On April 8, the total ADA holdings of whales owning between 1 million and 10 million tokens stood at $5.74 billion. As of this writing, that figure has dropped to $5.64 billion — indicating that these large holders have offloaded around 100 million ADA in just one week.
Cardano’s current price translates to roughly $65 million in sell-offs by key stakeholders. Typically, when whales add to their positions, it indicates buying pressure.
In most cases, such a hike in accumulation translated to a higher value. However, the decline in whales’ holdings suggests that ADA’s price is likely to experience a notable downturn as long as this selling pressure continues.
Besides that, the funding rate also shows a bearish sentiment around ADA. The funding rate is a recurring payment between long and short traders in perpetual futures contracts — designed to keep the contract price close to the spot price.
If the metric is positive, there is more demand for longs. Negative funding indicates a higher demand for shorts. According to Coinglass, Cardano’s funding rate has dropped to the negative region, validating the bearish sentiment.
The cryptocurrency might not see a short squeeze if the reading does not get extremely negative. A short squeeze is a quick price spike that happens when short sellers are forced to buy back their positions.
It happens when many traders are short (betting price will decrease), indirectly causing even more price acceleration.

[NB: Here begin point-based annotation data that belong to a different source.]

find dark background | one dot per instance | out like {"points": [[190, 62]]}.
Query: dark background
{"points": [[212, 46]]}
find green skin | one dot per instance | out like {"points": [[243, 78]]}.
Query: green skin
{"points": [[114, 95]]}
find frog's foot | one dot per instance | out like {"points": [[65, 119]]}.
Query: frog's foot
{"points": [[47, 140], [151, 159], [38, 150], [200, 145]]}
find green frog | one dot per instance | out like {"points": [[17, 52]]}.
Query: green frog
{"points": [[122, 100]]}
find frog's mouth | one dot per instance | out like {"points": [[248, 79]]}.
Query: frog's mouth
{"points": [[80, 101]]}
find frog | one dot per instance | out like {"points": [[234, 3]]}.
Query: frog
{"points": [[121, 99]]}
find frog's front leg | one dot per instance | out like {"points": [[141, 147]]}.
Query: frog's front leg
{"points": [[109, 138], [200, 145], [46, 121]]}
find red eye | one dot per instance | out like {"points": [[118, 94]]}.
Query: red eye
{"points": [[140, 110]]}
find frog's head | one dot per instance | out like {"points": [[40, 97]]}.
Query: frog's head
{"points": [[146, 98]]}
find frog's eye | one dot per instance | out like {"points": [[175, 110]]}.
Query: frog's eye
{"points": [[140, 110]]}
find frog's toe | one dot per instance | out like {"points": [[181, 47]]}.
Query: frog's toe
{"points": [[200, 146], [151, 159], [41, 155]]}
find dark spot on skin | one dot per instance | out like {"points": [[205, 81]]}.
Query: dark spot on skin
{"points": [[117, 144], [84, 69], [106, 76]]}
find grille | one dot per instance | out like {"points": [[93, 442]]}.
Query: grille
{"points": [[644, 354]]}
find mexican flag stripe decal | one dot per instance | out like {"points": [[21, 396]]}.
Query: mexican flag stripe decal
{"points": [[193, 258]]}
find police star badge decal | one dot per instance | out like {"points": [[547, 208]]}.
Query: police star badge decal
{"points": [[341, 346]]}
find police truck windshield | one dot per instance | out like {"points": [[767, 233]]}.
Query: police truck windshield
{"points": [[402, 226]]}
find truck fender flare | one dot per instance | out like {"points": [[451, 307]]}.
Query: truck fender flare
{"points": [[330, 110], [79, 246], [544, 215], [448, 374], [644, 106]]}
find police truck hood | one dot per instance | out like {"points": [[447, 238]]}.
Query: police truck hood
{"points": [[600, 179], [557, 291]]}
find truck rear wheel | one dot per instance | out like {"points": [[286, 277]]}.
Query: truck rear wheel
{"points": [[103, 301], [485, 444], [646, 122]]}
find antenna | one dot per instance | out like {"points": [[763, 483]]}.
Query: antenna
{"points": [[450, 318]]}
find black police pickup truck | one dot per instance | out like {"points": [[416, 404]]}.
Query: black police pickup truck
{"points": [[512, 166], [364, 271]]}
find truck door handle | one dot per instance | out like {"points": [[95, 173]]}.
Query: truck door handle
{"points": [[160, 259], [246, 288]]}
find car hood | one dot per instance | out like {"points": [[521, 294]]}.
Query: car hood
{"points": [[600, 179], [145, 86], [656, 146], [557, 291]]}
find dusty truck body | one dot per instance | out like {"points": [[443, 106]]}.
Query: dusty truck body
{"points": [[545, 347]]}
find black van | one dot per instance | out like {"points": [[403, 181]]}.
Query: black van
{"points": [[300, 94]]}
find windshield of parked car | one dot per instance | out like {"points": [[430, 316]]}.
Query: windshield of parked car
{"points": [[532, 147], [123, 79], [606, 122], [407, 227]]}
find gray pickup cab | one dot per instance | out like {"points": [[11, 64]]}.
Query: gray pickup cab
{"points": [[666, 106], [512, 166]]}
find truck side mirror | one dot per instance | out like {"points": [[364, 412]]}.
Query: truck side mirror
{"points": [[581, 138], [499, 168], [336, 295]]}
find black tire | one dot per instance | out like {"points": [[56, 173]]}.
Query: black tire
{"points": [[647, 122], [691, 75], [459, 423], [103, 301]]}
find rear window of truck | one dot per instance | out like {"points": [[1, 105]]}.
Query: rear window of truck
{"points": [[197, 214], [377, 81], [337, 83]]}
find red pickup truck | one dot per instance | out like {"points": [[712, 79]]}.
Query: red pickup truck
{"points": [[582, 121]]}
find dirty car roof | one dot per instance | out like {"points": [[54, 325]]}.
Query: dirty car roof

Since that is not the case, ADA is unlikely to see increased demand. Instead, Cardano’s price might erase some or all of its recent 10% gain.
From a technical standpoint, Cardano’s price recently broke out of a falling wedge on the daily chart. Despite that, the token continues to trade below the 20-period Exponential Moving Average (EMA), which is a key support.
Trading below this support means that the trend around ADA is bearish. In line with this trend, the Relative Strength Index (RSI) has dropped below the neutral line, indicating that the momentum around the token is not bullish.
This position could cause Cardano’s price to fall back to $0.55 if sustained. However, if the cryptocurrency continues to trade above the falling wedge with increased volume and a bullish momentum, this decline might not happen.
ADA could bounce to $0.70 at the 0.382 Fibonacci level in that scenario. In a highly bullish scenario, the altcoin’s market value might rise to $0.94 near the 0.618 golden pocket ratio.